ウーマンエキサイトをご覧の皆さん、こんにちは。tomekkoです。
暖かくなって目や鼻がむず痒くなってきたなぁ(花粉症)と思ったらもう3月ですね。
春らしい可愛らしいお節句、ひな祭りじゃないですか〜!
ってウキウキしたいけど…男3兄弟、最近仲間入りした犬まで男の子のわが家には縁の無い話。
華やかな雛飾りが飾れなくて寂しいです(涙)
でも保育園児がいる間は、制作物で作ってくるのクスッと笑える可愛いお雛様を見るのが楽しみ。
目下制作中の三男は、園で聞いて覚えてきたことを事細かに教えてくれます。
「今日はおだいりさまのおぼうし作って〜、なんか持つやつ作って〜」
「ねぇ冠とか持つ棒(笏です!)ってさ、なんであるの? いらなくない?」
そんな合理主義な夫のツッコミにイラッ! としたところで…
歴史案内人のお二方に登場してもらいます〜。
最近は雛人形の小物が省略されて販売されている商品もあるんですよね。
誤解のないように強調したいのは、時代に合わせて改変していくことは賛成しています!
古臭いままでは売れない、職人さんも食べていけない。伝統を継承しつつ新しい雛人形のジャンルを打ち立てることは素晴らしい取り組みだと思っています。
人形のお顔はその時代の流行を反映するので、後々の研究史料にもなることもあるし、衣裳の色や生地が斬新になるのも良いですね。
でもね、やっぱり歴史を知った上で省略しても良いものと絶対に外せないものとあると思うんですよ。
というわけで今回はひな祭りと雛人形の歴史を見てみましょう。
雛人形のはじまりは…何時代?
時代はたぬ君の出身、平安時代。
桃の節句は魔除けの意味のある桃にちなんで、厄払いの願掛けがもとになっていました。
紙で作った人形(ひとがた)に病をうつして川に流す(地味な)お祓い行事だったようですが、それとは別にこの時代にはもう女の子遊びとして紙人形やミニチュアの調度品を使った、今でいうままごとのような「ひいな遊び」はあったみたいです。
それから時代が流れて〜中世には雛人形自体が少しずつ技巧を凝らしたものになっていき…

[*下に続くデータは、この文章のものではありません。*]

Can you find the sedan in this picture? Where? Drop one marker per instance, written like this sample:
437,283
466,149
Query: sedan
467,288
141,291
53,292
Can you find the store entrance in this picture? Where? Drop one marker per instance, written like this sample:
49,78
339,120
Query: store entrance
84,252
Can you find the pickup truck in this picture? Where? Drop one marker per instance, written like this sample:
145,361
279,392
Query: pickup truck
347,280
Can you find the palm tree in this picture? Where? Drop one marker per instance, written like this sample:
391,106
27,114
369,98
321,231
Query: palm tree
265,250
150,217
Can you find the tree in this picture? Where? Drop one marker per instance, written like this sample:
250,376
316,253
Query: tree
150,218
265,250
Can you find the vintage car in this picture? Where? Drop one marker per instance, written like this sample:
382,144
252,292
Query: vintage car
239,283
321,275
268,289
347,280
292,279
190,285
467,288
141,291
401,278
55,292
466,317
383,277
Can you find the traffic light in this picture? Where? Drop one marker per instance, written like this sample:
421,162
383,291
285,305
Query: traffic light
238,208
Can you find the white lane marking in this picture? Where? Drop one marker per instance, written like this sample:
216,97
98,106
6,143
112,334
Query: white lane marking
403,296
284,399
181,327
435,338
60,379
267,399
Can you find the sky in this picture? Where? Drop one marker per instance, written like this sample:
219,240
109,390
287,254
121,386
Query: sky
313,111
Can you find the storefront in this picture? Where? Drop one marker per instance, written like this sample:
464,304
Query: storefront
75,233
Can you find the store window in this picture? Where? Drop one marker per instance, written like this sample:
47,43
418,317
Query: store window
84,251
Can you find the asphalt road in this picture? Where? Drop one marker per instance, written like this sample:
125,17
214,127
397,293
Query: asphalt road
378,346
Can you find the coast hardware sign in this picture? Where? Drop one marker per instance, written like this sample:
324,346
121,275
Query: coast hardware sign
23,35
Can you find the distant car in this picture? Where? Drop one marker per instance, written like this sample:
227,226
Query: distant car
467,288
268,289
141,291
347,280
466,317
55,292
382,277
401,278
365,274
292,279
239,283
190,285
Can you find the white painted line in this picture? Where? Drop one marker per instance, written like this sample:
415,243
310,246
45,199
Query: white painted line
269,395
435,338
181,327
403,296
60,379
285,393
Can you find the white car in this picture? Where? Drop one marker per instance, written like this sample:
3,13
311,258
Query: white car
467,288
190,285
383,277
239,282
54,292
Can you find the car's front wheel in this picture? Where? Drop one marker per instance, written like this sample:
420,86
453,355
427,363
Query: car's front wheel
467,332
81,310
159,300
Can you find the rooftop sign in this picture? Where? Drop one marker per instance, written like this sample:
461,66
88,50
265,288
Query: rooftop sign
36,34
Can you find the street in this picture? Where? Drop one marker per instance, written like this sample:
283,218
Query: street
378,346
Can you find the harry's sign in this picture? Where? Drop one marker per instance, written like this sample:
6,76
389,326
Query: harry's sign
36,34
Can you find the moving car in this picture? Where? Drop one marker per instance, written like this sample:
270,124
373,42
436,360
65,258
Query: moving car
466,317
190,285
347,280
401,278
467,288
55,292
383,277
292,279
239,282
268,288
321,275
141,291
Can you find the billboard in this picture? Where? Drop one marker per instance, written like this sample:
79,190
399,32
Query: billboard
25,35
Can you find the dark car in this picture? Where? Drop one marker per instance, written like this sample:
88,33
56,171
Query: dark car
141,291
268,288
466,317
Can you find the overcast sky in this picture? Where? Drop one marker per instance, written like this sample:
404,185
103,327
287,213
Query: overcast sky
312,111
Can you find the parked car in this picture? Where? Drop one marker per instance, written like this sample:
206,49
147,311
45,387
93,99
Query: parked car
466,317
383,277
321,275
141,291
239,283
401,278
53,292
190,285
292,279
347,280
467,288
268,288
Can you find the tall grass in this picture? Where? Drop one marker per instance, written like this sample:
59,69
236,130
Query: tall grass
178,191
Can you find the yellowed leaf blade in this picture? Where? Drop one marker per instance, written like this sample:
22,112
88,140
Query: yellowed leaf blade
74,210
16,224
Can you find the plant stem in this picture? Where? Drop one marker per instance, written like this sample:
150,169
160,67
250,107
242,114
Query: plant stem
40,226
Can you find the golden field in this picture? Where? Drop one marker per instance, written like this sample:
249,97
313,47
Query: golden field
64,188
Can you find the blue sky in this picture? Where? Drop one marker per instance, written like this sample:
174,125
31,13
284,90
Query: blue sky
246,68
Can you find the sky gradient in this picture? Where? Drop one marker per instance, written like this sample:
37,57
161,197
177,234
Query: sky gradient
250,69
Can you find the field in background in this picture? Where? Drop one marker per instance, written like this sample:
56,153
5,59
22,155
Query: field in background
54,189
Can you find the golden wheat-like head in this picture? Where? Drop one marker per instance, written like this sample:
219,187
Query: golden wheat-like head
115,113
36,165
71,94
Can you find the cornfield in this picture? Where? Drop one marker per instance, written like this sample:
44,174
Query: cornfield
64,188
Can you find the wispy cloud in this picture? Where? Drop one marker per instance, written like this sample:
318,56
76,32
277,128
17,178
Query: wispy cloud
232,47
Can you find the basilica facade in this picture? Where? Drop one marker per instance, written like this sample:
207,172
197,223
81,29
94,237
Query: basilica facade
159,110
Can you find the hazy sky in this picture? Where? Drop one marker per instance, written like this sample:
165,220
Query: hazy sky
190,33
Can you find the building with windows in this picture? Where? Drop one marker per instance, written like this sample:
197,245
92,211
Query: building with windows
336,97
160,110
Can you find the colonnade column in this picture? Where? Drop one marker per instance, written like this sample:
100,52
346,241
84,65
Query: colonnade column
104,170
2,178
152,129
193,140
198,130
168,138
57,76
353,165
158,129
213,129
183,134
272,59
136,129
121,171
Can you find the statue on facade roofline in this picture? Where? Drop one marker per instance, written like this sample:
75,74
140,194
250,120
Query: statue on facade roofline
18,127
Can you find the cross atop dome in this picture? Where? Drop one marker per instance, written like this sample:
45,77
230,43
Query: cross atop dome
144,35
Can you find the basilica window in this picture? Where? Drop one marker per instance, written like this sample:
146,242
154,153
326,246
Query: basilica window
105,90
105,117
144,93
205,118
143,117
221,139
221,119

江戸時代には、雛人形は(裕福な家庭限定ですが)女の子の成長を祝って飾るためのものになり、天皇の結婚式を模して豪華絢爛な段飾りになっていき、今に至るのです。私たちの母の時代までは嫁入り道具として揃えたり受け継いだりしていたものです。
そんなわけで今に残る雛人形の多くは江戸時代の衣装がベースになるのですが、平安の世からずっと受け継がれている伝統の中で
男雛は衣冠束帯、女雛は唐衣裳装束の姿です。
男性にとって冠をつけない状態が「恥ずかしい」のはなぜ?
私は毎年SNSでひな祭り頃になると
絶対にお内裏様の冠は付けてくれ!省略しないで!と騒ぐのですが
それは、以前も
「日本人が恥ずかしいと思うこと」について描いた記事でも伝えた通り、平安時代の男性にとって冠をつけない状態はとても「恥ずかしい」ことだったからなんです。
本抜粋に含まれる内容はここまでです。